With a smile, she did as he asked, splaying the cards in her hand as if they were her sandalwood fan. “I’m guessing we rank them from the Ace down to two, as you previously mentioned?” He stared at her, his eyes dark and unreadable in the flickering light. She cared so much for him the look he gave almost made her giddy. “That’s what you said, isn’t it?” she added in reaction to his solemn expression. “Ace is the highest with the lowest to the two, correct?”

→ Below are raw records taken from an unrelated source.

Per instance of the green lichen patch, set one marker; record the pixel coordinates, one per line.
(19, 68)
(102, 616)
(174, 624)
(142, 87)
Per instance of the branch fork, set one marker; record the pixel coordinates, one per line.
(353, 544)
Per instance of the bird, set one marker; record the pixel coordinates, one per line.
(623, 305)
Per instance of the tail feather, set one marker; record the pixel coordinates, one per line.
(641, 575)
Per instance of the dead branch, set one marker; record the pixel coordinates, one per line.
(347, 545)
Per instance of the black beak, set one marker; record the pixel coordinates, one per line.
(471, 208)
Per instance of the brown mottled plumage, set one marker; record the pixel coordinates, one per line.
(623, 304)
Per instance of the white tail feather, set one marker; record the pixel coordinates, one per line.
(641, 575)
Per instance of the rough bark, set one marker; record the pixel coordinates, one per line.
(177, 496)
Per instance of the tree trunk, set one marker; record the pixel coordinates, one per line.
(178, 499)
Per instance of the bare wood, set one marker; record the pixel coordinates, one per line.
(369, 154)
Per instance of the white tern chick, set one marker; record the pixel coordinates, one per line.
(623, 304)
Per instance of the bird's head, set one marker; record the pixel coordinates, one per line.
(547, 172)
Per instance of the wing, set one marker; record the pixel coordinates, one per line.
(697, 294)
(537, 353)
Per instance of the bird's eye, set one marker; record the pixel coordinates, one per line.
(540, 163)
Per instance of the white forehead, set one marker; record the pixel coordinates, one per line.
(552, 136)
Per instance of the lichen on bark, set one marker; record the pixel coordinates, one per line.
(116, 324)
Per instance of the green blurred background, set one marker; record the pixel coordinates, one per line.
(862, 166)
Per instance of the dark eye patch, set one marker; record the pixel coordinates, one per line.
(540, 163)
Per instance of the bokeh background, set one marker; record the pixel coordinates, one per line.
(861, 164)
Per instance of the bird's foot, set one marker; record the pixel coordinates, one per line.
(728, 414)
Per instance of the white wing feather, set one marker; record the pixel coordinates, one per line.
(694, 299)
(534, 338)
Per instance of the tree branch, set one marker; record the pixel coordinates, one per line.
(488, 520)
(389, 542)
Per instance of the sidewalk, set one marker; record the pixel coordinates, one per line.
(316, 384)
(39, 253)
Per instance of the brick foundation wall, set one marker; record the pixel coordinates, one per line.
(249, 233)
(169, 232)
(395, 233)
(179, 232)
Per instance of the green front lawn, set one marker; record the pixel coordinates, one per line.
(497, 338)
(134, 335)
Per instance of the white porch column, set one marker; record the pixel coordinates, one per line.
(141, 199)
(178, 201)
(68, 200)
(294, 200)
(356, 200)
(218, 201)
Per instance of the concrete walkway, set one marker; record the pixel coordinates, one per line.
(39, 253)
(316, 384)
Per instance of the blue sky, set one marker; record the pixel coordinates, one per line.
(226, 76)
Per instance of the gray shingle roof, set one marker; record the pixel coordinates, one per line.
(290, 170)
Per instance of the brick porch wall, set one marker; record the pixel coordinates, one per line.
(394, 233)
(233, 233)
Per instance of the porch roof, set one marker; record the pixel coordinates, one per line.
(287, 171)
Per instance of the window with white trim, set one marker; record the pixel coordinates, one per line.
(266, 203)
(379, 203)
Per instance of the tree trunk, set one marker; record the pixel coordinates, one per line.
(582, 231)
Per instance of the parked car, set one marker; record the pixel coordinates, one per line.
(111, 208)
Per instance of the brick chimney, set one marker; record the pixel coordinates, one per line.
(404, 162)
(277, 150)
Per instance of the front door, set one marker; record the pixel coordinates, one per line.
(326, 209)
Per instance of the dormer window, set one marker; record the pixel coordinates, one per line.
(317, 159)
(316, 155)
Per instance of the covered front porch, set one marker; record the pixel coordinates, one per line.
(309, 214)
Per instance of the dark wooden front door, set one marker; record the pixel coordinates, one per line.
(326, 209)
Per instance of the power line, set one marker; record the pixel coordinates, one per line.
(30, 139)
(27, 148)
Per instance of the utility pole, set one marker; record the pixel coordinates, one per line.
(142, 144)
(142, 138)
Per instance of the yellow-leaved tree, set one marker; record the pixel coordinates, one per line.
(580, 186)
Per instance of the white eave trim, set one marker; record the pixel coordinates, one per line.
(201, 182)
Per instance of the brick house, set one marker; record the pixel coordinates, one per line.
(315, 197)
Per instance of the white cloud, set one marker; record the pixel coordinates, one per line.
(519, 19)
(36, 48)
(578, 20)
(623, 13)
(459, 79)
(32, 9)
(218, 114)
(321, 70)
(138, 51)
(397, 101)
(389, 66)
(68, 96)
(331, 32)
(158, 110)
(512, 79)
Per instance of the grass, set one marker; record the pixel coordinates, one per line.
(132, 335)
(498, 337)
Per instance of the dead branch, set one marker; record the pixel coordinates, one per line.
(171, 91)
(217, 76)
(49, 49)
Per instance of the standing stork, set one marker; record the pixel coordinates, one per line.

His lips twitched. “Correct, but wait…” He eased back in his chair, a long leg sliding out beneath the table. “There are ten different hands in poker from a royal flush, which rarely happens…I’ve only held two in all the times I’ve played, all the way down to a simple one card high.”
“How is the winner determined?”
“By the one who holds the best grouping of highest value cards.”